Eviction mediation program sees “tsunami” of activities in November

Rick Bannan / [email protected]

An agency commissioned to mediate tenants with unpaid rents has seen an influx of new cases as the evacuation protection introduced as a result of the COVID-19 pandemic has lapsed.

On November 1, Governor Jay Inslee’s order ended, preventing landlords from terminating tenants for overdue rents between March 2020 and July 2021. However, while that protection has expired, there is a new state law that gives tenants a number of options to stay in their homes.

Senate Act No. 5160, signed during the Washington State Legislative Session in 2021, instituted an Forced Evictions (ERP) resolution program. The program requires landlords and tenants with unpaid rent to go through a dispute settlement center (DRC) to find a solution to the debt.

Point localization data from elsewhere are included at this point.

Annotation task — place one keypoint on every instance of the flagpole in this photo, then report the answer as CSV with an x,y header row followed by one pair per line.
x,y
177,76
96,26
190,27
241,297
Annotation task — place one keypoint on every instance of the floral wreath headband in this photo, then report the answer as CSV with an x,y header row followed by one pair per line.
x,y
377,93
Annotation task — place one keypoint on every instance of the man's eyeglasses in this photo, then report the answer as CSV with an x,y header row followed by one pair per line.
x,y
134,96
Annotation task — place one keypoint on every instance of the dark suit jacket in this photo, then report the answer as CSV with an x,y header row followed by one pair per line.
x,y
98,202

That solution could be a rental support or a rent repayment plan, said Savenia Falquist, executive director of Community Mediation Services. The agency is the DRC for Clark County.

The county was one of six to pilot the ERP process under an order from the state Supreme Court in September 2020. Community Mediation Services began implementing the program at the beginning of December.

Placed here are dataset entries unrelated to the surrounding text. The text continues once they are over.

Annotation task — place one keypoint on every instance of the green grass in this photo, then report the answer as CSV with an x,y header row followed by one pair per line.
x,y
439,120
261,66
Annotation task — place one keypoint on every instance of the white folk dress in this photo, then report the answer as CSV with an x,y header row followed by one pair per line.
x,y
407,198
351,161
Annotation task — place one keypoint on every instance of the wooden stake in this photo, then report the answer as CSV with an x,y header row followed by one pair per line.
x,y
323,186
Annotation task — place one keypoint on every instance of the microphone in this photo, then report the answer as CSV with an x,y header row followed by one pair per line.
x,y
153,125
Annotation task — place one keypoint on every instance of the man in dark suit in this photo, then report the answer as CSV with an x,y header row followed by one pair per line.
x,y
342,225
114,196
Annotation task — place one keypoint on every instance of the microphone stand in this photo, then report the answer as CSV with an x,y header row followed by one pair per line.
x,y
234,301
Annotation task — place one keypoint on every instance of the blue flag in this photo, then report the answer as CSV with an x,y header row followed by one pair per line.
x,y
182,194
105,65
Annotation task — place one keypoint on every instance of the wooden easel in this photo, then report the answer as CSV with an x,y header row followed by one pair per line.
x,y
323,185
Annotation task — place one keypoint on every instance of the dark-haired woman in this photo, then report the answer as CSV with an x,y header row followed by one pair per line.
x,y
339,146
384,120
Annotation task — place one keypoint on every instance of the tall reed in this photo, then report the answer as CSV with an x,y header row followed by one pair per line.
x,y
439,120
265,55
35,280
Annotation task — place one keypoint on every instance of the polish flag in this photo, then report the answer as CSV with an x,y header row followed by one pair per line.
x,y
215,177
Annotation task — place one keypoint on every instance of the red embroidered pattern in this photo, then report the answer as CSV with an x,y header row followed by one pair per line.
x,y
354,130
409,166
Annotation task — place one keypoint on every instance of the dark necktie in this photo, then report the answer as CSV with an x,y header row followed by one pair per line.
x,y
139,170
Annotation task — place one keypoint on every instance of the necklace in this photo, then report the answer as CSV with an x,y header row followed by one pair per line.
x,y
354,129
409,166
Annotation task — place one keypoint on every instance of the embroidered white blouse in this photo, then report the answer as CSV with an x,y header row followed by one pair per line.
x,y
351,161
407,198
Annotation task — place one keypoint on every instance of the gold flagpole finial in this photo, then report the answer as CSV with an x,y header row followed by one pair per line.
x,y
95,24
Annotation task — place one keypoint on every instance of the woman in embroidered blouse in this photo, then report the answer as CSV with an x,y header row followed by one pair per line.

The program requires a request from the landlord to invite the tenant to voluntarily enter the ERP process in addition to the 14-day wage rent or to vacate one, according to a final report for SB 5160.

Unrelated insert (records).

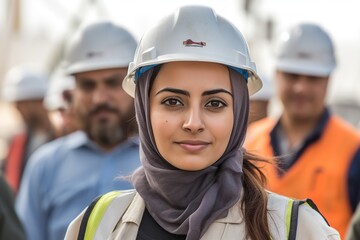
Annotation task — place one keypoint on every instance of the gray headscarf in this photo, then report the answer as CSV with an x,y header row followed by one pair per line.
x,y
187,202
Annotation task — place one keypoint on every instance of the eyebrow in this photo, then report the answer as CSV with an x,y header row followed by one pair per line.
x,y
186,93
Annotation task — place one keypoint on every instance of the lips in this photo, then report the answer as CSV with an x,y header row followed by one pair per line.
x,y
193,146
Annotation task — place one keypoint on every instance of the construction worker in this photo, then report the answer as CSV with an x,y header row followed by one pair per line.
x,y
67,173
319,152
57,101
191,79
259,102
10,225
25,89
353,232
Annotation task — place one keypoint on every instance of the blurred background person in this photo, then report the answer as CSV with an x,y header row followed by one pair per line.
x,y
25,89
259,102
58,103
320,152
10,225
63,176
354,228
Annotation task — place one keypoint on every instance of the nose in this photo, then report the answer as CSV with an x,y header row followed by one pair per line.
x,y
300,85
100,95
194,122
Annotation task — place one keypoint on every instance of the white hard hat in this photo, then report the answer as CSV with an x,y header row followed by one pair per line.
x,y
23,84
193,33
266,92
100,45
306,49
59,84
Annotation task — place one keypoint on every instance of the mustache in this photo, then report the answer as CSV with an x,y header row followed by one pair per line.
x,y
103,107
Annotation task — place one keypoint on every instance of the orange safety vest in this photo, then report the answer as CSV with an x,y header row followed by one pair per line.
x,y
15,161
320,173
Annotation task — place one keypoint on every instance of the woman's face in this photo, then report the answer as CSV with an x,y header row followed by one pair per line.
x,y
191,112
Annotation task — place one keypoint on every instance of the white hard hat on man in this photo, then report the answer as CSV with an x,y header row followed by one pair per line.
x,y
100,45
306,49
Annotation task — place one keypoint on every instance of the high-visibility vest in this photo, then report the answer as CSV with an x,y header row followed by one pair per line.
x,y
14,163
320,173
104,212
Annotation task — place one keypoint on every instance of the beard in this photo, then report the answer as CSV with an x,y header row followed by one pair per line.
x,y
105,131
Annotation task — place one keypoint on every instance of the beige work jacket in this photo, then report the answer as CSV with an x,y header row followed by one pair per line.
x,y
311,226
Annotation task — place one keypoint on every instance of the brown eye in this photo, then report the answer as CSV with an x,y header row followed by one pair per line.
x,y
172,102
215,104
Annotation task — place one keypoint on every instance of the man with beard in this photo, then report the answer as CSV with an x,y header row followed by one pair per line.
x,y
319,153
65,175
25,88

Rent assistance is one of the possible solutions. Falquist said her agency is working with SHARE of Vancouver to provide rental assistance to those who qualify. According to their latest report, approximately $ 900,000 in rental assistance was distributed through the Community Mediation Services program, with assistance from other agencies as well.

Those who are not eligible for direct rental allowance can take out a repayment plan under SB 5160. depending on which amount is higher, according to an invoice summary by the legislator, “an appropriate repayment plan” must be offered that does not exceed a third of the monthly fees owed.

During the “voluntary” period that tenants were still on eviction notice from Inslee’s order, Falquist said her agency had handled about 2,000 cases. She said during that time they tried to process as many cases as possible before November 1 in order to reduce the number of incoming cases after protection ended.

Prior to Nov. 1, Falquist said her agency had about 25% of contacts with those the agency had contacted regarding mediation. Since then, she has estimated that between 65 and 75% of the people reported are involved in the process.

“The reason, I suspect, is that there is a moratorium (so they don’t run the risk of losing their home,” said Falquist. “We have a very different landscape now that the moratorium has been lifted”).

Falquist said her agency had increased staff to deal with the “tsunami” of new cases. She estimated that around 100 to 200 new cases were being added every day by the end of the month.

Falquist said landlords had to participate in the ERP process in order to obtain certification from a DRC to initiate an eviction lawsuit if the tenant did not respond. She said that during the ERP phase, tenants didn’t have to worry about the 14-day notice period and the process could take weeks to find a solution.

“The way the law was written, if you join our program and try to find resources to stabilize your shelter, you won’t be out in 14 days,” Falquist said.

Outside of the ERP, Falquist noted that SB 5160 also contained requirements for legal representation of tenants in eviction court proceedings, a move they believed was “unprecedented”.

Falquist said the goal of DRCs and SB 5160 is to achieve a mutually beneficial outcome after nearly 20 months of rental protection.

“Our goal with our program is to stabilize housing for tenants and their families and to pay landlords,” said Falquist.